Among these shows is a sublineup called “Retro Erotica.” With a name like that, how could I possibly pass up a chance to watch? So I hit the info button for the first title, Nature Girls, and was immediately hit by some mixed news. The good news: it’s a free title, so I won’t have to pay to see it. The Bad news: It’s free, so it’s probably not very good. Then I read the summary: “Two Glamour Girls answer the call of nature by sharing a quick picnic, giving each other massages and then bask in the sunshine! Life should always be this simple. Don’t forget the sunscreen.” Hmm? I pressed play.



A movie from 1952. Y’know how all of the movies from the 1950’s have the same voice over guy who tells you not to do drugs, or to duck and cover? Well, he narrates this movie with OBVIOUS SEXUAL INNUENDO, and even worse, he talks ALL THE TIME. Pervs today wouldn’t tolerate that crap.



I had to put this picture here because I need a setup for the next picture. This is the first woman. We will see her with another woman doing fairly normal things like what you see in the next picture. Also note that the rating in the upper left hand corner is a complete and utter lie. What you see in this is no worse than you could see in a PG-13 movie.

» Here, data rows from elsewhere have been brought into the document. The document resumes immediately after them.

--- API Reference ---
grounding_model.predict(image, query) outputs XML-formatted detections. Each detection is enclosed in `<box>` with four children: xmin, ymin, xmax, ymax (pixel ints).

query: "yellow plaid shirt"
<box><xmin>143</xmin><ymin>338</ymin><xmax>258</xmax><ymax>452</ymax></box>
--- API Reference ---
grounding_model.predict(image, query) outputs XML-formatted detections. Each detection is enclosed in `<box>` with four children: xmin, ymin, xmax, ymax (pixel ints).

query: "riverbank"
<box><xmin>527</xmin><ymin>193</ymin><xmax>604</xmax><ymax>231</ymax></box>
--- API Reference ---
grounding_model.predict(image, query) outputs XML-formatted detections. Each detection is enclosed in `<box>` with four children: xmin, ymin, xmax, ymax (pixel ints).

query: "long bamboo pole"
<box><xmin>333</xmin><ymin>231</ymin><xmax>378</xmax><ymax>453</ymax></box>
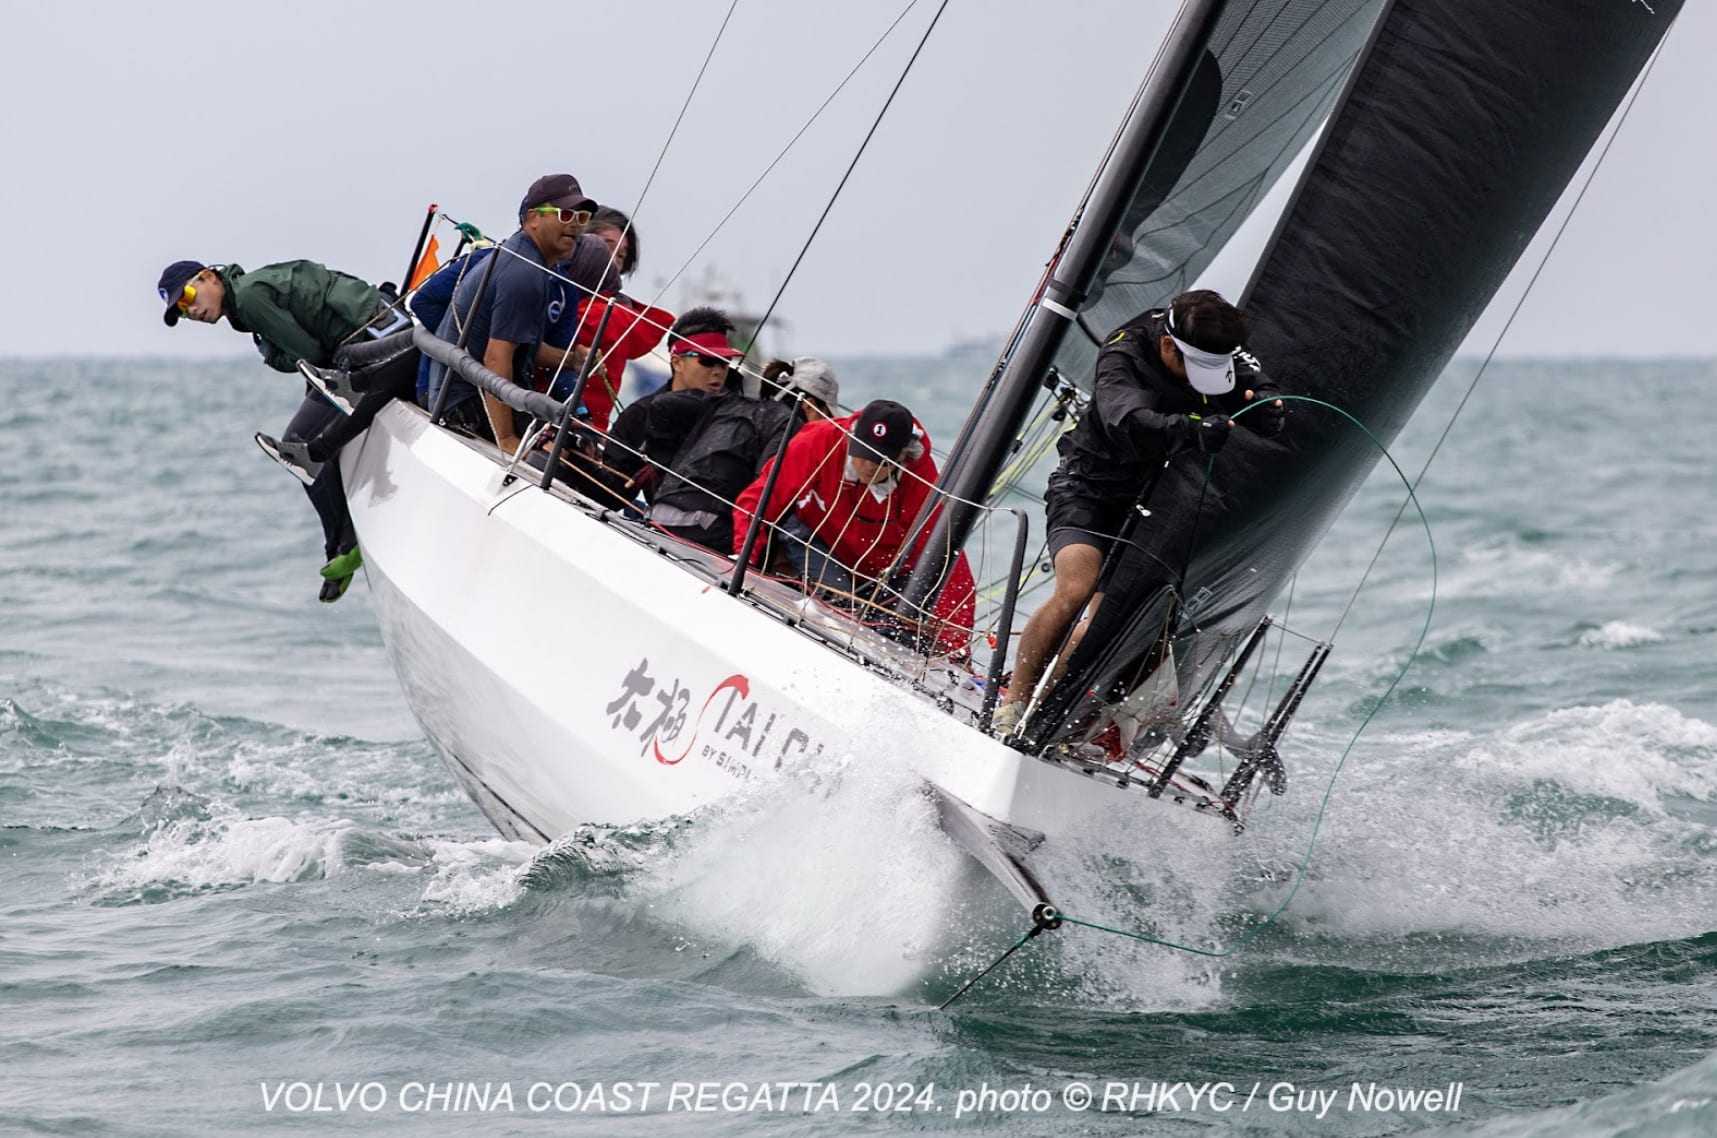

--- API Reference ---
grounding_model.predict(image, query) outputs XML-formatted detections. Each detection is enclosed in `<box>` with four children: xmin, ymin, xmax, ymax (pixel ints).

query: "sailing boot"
<box><xmin>320</xmin><ymin>545</ymin><xmax>363</xmax><ymax>580</ymax></box>
<box><xmin>318</xmin><ymin>545</ymin><xmax>362</xmax><ymax>603</ymax></box>
<box><xmin>298</xmin><ymin>360</ymin><xmax>360</xmax><ymax>415</ymax></box>
<box><xmin>254</xmin><ymin>433</ymin><xmax>323</xmax><ymax>487</ymax></box>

WTF? That’s a garden hoe in her hands, and she’s going to dig up a carrot to eat during the picnic. It's a bad sign when you see a woman doing something completely normal with no sexual overtones to it. Oh yeah, the announcer says this gem of a line: “Dig deep into the virgin ground” and he says it in the least perverted way you could say anything. He says it the same way you would imagine someone telling a xmas story would say “and little Timmy did get his bike for Christmas!” This guy is the best pervert…ever. Every dirty thing sounds better when he’s saying it. I bet he’s related to Milkman Dan



The good stuff. The summary claims massaging, but it’s more accurate to say applying tanning lotion. The woman lying down removed her top, and there was a .5 second Janet Jackson moment, but I’m the only person in America who saw it because I’m the only person has ever seen this thing. After each girl was nice and tan, they did the next logical thing to do. They stretched.

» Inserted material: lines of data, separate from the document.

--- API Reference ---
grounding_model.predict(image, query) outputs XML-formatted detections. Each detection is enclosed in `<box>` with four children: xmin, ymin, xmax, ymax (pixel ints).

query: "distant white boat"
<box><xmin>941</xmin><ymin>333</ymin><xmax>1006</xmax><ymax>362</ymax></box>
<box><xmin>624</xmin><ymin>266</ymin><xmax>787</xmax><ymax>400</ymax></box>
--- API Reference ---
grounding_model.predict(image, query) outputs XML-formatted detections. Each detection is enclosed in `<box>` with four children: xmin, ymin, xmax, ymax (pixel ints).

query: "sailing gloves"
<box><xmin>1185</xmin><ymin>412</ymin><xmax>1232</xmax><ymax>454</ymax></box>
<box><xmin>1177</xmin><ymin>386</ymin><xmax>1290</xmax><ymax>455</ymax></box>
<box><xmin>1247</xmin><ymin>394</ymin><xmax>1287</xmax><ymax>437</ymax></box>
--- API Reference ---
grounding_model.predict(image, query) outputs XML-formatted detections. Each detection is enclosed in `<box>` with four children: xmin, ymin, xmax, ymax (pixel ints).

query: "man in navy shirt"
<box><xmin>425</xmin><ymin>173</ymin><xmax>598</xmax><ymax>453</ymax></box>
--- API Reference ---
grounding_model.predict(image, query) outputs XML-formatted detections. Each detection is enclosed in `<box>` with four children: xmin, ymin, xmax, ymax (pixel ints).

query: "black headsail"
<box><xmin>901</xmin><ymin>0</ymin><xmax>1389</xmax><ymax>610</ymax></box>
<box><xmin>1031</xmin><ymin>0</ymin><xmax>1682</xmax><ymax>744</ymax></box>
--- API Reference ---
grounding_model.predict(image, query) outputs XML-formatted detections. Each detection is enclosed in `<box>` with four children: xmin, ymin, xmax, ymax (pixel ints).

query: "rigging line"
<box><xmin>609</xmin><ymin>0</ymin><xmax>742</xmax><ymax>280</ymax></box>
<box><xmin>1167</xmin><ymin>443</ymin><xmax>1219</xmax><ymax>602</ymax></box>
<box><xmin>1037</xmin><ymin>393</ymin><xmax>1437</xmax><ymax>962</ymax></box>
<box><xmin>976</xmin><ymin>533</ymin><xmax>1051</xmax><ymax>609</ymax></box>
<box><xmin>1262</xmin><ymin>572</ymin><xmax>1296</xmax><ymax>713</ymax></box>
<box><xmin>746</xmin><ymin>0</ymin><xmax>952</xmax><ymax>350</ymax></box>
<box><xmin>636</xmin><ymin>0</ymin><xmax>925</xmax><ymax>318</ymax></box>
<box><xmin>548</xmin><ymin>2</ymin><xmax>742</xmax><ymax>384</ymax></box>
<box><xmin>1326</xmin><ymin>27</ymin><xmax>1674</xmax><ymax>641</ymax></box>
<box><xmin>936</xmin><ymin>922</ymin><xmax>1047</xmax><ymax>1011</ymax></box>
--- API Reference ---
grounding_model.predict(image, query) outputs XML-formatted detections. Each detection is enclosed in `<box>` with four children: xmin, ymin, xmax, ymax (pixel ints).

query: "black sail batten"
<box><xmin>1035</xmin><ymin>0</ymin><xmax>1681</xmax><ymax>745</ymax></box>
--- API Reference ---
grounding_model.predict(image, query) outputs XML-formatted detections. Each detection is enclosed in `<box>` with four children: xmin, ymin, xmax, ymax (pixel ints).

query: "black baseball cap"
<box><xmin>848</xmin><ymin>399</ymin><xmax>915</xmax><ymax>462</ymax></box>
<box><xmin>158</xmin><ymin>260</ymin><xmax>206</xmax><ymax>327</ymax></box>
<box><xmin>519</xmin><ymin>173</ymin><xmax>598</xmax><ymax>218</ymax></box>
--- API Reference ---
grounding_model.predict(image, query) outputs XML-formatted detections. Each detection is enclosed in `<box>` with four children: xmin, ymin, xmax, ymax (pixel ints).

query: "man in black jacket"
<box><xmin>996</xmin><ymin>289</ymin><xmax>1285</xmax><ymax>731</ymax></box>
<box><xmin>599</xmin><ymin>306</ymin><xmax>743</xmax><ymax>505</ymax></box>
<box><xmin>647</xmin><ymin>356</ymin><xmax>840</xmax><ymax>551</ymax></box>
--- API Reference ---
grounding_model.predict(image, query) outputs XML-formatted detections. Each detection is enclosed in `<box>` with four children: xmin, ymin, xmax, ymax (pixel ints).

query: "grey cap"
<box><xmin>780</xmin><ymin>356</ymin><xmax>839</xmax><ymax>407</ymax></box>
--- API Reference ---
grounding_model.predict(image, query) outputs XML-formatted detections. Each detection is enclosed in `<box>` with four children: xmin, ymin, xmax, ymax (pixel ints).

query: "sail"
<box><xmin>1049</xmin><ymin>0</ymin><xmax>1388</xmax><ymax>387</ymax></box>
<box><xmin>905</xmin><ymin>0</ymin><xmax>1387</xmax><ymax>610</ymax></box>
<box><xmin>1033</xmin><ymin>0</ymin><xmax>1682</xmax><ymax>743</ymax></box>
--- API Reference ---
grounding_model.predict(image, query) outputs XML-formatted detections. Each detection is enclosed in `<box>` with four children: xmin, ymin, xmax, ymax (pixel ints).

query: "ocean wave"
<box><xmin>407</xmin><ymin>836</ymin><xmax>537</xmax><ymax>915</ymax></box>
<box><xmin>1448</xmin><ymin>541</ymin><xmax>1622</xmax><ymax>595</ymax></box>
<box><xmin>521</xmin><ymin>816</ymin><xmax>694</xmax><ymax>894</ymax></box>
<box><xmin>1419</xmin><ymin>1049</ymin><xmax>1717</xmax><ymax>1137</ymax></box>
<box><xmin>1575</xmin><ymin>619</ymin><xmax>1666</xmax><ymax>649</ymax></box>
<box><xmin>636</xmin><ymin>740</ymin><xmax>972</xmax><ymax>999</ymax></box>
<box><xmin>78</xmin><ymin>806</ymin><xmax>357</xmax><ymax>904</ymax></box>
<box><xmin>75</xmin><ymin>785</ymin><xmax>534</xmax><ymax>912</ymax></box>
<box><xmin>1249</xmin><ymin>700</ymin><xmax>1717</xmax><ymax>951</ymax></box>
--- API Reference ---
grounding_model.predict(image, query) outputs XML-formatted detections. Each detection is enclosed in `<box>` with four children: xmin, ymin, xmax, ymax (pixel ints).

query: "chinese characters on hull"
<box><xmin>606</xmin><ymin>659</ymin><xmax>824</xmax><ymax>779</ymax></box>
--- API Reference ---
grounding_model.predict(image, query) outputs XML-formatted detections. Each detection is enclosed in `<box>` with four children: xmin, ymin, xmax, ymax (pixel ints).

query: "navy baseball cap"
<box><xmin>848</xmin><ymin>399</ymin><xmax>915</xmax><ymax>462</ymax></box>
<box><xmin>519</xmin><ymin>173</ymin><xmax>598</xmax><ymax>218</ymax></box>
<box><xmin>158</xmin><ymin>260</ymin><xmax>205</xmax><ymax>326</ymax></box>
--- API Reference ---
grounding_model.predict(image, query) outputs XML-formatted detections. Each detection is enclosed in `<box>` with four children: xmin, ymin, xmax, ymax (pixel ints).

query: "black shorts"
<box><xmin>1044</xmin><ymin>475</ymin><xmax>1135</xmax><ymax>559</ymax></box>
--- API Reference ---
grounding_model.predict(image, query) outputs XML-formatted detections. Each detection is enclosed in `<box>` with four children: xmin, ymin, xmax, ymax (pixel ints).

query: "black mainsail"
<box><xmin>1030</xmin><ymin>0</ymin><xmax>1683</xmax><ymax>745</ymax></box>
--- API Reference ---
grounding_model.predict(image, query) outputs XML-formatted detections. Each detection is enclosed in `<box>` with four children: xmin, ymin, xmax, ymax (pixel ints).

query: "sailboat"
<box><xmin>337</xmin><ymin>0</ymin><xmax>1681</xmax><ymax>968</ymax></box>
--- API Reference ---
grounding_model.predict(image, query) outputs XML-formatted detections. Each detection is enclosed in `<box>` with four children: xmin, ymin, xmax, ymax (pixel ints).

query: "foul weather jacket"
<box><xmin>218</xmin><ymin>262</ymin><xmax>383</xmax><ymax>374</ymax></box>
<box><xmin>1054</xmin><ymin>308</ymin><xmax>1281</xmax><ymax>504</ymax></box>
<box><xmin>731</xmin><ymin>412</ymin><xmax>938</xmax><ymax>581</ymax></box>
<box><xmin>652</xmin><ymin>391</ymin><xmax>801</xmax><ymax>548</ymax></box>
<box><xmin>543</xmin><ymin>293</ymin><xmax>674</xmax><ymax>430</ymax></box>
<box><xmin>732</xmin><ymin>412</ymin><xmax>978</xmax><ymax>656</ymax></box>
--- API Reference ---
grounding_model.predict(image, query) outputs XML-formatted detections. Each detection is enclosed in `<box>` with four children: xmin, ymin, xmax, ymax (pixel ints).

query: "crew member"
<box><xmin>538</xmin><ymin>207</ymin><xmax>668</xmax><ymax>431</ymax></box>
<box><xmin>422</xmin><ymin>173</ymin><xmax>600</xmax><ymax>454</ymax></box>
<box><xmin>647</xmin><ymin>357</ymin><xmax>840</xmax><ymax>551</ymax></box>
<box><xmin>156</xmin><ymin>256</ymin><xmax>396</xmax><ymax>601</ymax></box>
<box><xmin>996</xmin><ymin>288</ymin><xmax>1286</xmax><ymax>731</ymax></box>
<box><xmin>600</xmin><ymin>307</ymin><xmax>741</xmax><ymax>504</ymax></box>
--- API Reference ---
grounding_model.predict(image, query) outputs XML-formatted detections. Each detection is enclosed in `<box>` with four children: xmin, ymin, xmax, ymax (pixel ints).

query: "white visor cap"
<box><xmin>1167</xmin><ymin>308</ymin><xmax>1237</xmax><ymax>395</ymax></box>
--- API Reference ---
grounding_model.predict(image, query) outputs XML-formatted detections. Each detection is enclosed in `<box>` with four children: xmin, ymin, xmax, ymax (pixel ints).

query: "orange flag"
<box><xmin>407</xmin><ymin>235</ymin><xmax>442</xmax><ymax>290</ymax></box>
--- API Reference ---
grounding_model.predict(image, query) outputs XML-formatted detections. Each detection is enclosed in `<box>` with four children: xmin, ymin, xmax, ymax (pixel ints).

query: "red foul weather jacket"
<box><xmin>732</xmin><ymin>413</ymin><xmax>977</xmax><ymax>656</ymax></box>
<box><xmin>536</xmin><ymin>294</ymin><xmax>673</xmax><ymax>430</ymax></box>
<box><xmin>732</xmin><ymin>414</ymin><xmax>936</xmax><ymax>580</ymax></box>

People used to pray to the sun god, and they believed that they could have visions if they prayed enough. Now we know those “visions” are caused when the melanoma jumps to the brain. Trust me, I’m a history guy. The sun god told me so.

That pretty much sums up this movie. It’s two women eating, rubbing suntan lotion on each other, and then stretching, all in the least erotic way imaginable. I’m glad I didn’t pay for it because then I’d have to ask for my money back.